Sebagaimana halnya Minangkabau, masyarakat Kampar menganut sistem adat yang dicirikan dengan sistem kekeluargaan melalui jalur perempuan atau matrilineal,[4] dengan budayanya yang sangat kuat diwarnai ajaran agama Islam yakni Adat basandi syarak, syarak basandi Kitabullah (Adat bersendikan hukum, hukum bersendikan Al-Qur'an) yang berarti adat berlandaskan ajaran Islam.
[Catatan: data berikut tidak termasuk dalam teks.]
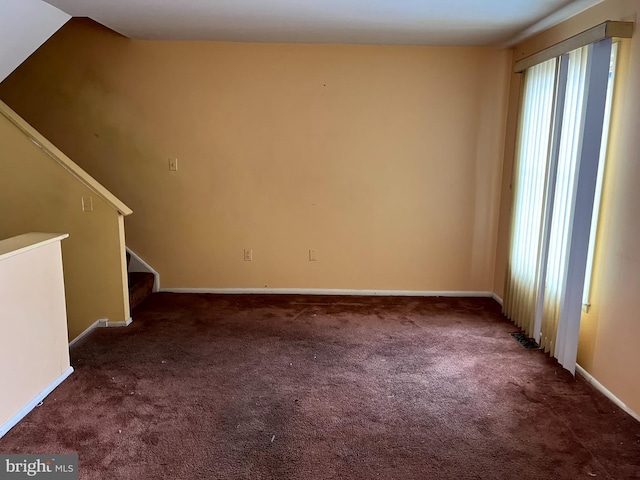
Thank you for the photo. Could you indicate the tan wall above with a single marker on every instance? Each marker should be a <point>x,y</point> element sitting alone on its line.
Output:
<point>383,159</point>
<point>609,332</point>
<point>33,344</point>
<point>38,194</point>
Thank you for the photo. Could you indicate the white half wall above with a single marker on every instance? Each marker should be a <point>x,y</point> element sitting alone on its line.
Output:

Di Riau, orang Kampar dikenal sebagai suku pedagang dan perantau. Mereka bisa ditemukan di sebagian besar daerah Riau, seperti Siak, Bengkalis, Ujung Batu, Pelalawan, Selat Panjang dll. Selain itu orang Kampar banyak bermukim di Malaysia seperti Kuantan (Pahang), Sabak Bernam, Teluk Intan. Bahkan menjadi nama daerah dan sungai di Malaysia yang konon karena banyak warga Kampar yang dulu berdagang di sepanjang sungai tersebut.


Tokoh

Etimologi

Ocu, istilah yang biasa digunakan untuk menyebut orang Kampar, berasal dari kata Ongsu berarti bungsu atau anak yang terakhir. Dalam bahasa setempat, tiap urutan anak memiliki sebutannya sendiri. Anak pertama oleh saudara-saudaranya dipanggil dengan sebutan Uwo (berasal dari kata Tuo artinya Tua, yang paling tua).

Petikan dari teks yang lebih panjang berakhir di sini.